- Born: June 7, 1966 (age 59)
- Occupations: Actress and model
- Years active: 1983–present
- Spouse: Stephan Wolfert

= Dawn Stern =

American film, television, and theater actress

Dawn Stern (born )is an American film television theater actress.

==Early life and education==
Stern's mother and stepfather are Nancy and Darrel Ziegler. She has a sister and a brother. She graduated from O'Fallon High School in 1985 and graduated from Southern Illinois University at Edwardsville with a BS in Theatre Performance and Broadcast Communications (TV/Radio).

==Career==
Stern worked as a model with Elite Chicago. She was named one of nine finalists in Revlon's Most Unforgettable Women contest in 1990. In 1992–1993, competing as a spokesmodel, Stern won 10 shows and the semifinal round in Ed McMahon's Star Search '93. In 1996, she moved to Los Angeles, and within six months was appearing as Angela Collins on 413 Hope St., a dramatic television series about an urban teen crisis center, on the Fox network; and Allie Farrow on Viper, a science-fiction television series on the UPN broadcast network. From 2003 to 2004, Stern starred as Callista (Callie) Larkadia in Starhunter 2300, a Canadian science-fiction television series, and scored a recurring role as Vanessa Lerner on the soap opera The Young and the Restless. Most recently, Stern appeared as Cat Ingerslev in a 2012 episode of the HBO television series True Blood.
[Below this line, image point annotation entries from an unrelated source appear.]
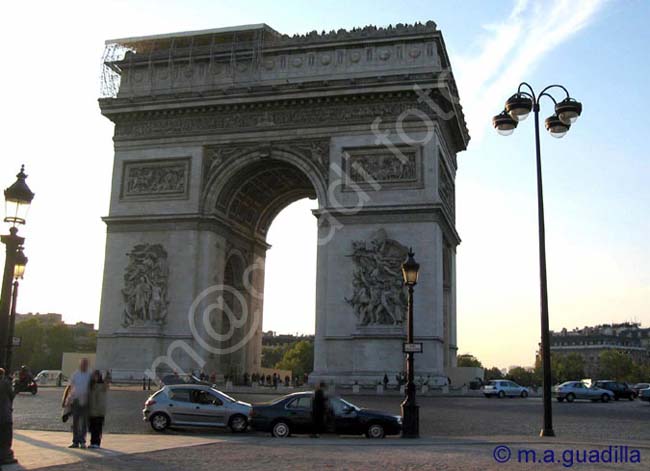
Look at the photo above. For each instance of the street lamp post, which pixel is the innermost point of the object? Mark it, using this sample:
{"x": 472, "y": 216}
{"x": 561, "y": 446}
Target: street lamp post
{"x": 18, "y": 197}
{"x": 410, "y": 409}
{"x": 567, "y": 111}
{"x": 19, "y": 272}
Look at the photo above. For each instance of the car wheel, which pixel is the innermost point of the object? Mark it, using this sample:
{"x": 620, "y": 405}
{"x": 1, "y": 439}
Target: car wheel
{"x": 159, "y": 421}
{"x": 281, "y": 430}
{"x": 238, "y": 423}
{"x": 375, "y": 431}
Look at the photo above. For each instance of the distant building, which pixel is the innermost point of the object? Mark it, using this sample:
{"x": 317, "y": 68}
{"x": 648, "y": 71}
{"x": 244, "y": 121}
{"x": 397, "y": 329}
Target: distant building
{"x": 49, "y": 318}
{"x": 590, "y": 342}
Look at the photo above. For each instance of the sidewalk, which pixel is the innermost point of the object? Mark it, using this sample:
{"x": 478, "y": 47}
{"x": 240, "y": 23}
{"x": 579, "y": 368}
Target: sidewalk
{"x": 37, "y": 449}
{"x": 142, "y": 452}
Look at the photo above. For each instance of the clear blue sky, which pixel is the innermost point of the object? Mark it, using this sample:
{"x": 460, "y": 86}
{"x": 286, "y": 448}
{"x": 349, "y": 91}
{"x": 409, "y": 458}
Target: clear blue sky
{"x": 596, "y": 178}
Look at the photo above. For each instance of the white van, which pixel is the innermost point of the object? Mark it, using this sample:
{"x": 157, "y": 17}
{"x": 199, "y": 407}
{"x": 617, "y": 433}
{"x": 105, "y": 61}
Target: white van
{"x": 51, "y": 378}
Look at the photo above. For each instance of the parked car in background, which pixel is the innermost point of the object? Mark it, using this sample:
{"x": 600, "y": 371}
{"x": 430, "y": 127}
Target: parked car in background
{"x": 503, "y": 387}
{"x": 638, "y": 387}
{"x": 195, "y": 405}
{"x": 572, "y": 390}
{"x": 182, "y": 379}
{"x": 644, "y": 394}
{"x": 51, "y": 378}
{"x": 620, "y": 390}
{"x": 292, "y": 414}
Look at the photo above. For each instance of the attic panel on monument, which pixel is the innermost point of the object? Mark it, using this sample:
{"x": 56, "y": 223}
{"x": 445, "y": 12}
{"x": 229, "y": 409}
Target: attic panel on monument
{"x": 254, "y": 55}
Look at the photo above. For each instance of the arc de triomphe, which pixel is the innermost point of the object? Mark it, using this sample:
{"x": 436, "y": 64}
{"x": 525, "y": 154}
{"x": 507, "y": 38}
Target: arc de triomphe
{"x": 216, "y": 132}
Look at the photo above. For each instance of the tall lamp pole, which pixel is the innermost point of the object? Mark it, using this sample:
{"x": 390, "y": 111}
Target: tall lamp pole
{"x": 410, "y": 409}
{"x": 19, "y": 272}
{"x": 18, "y": 197}
{"x": 567, "y": 111}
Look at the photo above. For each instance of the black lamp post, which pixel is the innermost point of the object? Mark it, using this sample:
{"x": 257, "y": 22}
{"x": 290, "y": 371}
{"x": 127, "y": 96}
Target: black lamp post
{"x": 410, "y": 409}
{"x": 19, "y": 272}
{"x": 567, "y": 111}
{"x": 18, "y": 197}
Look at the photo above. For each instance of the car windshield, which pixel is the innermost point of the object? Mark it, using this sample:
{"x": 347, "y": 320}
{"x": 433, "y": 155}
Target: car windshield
{"x": 224, "y": 395}
{"x": 349, "y": 404}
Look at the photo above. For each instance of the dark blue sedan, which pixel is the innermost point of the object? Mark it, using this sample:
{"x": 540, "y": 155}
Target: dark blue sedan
{"x": 292, "y": 414}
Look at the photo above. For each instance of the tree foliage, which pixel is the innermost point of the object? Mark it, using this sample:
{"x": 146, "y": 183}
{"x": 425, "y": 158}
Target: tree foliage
{"x": 617, "y": 365}
{"x": 43, "y": 344}
{"x": 467, "y": 360}
{"x": 299, "y": 358}
{"x": 493, "y": 373}
{"x": 522, "y": 376}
Stern built a seventeen-year television acting career which includes six pilots, three series regular gigs, over 30 guest star appearances and two films: The Fugitive and Original Gangstas. Currently, she is the COO of DE-CRUIT. Dawn was co-chair of the IDEA Committee for Shakespeare Theatre Association 2021-2023.

==Personal life==
She is married to Stephan Wolfert, Actor/Writer/Director, founder of DE-CRUIT.